DBRS Confirms The Bank of New York Co., Inc. – Senior at AA (low)
Banking OrganizationsDominion Bond Rating Service (“DBRS”) has today confirmed the ratings of The Bank of New York Company, Inc. (“Bank of New York” or the “Company”) as indicated above. The trends for all ratings are Stable.
The rating action follows the announcement by Bank of New York and JPMorgan Chase & Co. (“JPMorgan”) of their intent to enter into a transaction involving the sale of the Company’s retail and regional middle market businesses to JPMorgan for US$3.1 billion with a premium of US$2.3 billion. Simultaneously, JPMorgan will sell its corporate trust business to Bank of New York for US$2.8 billion with a premium of US$2.15 billion. The difference in premiums will result in a net cash payment of
US$150 million to Bank of New York. In addition, the Company is subject to a contingent payment of up to US$50 million from JPMorgan, tied to customer retention. The proposed transaction is subject to various regulatory approvals and is expected to close by the end of the third quarter in 2006.
DBRS believes that the transaction will result in better strategic allocation of the Company’s capital and resources, lower its risk profile, and improve its future earnings prospects. However, given Bank of New York’s already high ratings, DBRS does not consider the potential benefits of the transaction to warrant positive rating consideration at this time.
Bank of New York is selling a retail franchise that has traditionally produced stable earnings and a large low-cost core deposit base. At the same time the Company is strengthening its already powerful global securities business through the acquisition. The approximately US$15 billion each in loans and deposits to be sold to JPMorgan will be replaced by comparable amounts of corporate trust assets and equally stable deposits arising from the trust business. Importantly, the Company can forego the expenses it would have to incur to upgrade its low growth retail franchise to match those of its prime competitors, while boosting its market position and gaining further geographic diversification in its core corporate trust business.
Bank of New York’s earnings will likely decline in the short to intermediate term to reflect the costs associated with the sale of the retail assets and the integration of the acquired trust business. In addition, the Company’s tangible common equity ratios will suffer because of the goodwill related to the purchase. However, DBRS expects earnings to increase following the integration process, and tangible common equity ratios to be restored from earnings retention within a reasonable period.

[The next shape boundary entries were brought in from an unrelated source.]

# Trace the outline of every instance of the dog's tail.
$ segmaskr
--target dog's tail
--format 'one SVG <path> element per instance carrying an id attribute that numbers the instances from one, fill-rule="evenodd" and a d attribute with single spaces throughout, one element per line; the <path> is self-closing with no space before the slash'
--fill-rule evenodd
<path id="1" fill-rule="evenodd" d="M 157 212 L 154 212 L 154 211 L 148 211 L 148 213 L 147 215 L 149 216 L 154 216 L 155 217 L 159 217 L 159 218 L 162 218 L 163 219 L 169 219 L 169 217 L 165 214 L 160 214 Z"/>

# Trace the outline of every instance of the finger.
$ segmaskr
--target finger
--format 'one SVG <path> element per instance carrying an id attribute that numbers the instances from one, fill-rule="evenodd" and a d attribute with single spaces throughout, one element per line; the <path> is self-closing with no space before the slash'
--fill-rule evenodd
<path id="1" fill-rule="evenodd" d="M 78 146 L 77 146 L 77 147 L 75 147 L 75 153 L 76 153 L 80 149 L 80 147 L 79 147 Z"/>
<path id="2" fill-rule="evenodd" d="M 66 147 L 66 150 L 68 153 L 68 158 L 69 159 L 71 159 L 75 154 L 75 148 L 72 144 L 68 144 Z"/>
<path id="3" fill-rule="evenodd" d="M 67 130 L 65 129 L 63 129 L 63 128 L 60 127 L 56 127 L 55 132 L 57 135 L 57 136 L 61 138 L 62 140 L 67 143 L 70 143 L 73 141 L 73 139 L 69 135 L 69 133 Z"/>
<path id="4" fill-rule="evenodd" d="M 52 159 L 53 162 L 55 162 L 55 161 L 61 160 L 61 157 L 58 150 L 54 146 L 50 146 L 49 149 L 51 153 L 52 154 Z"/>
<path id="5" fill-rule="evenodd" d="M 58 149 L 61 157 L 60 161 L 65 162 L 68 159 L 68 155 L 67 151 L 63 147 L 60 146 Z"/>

Headquartered in New York City, The Bank of New York Company, Inc. is a global leader in providing securities, servicing, treasury management, investment management, and banking services. Customer relationships of the Company, located in 100 markets worldwide, include financial institutions, corporations, government entities, endowments, and foundations. At December 31, 2005, Bank of New York reported US$102 billion in assets.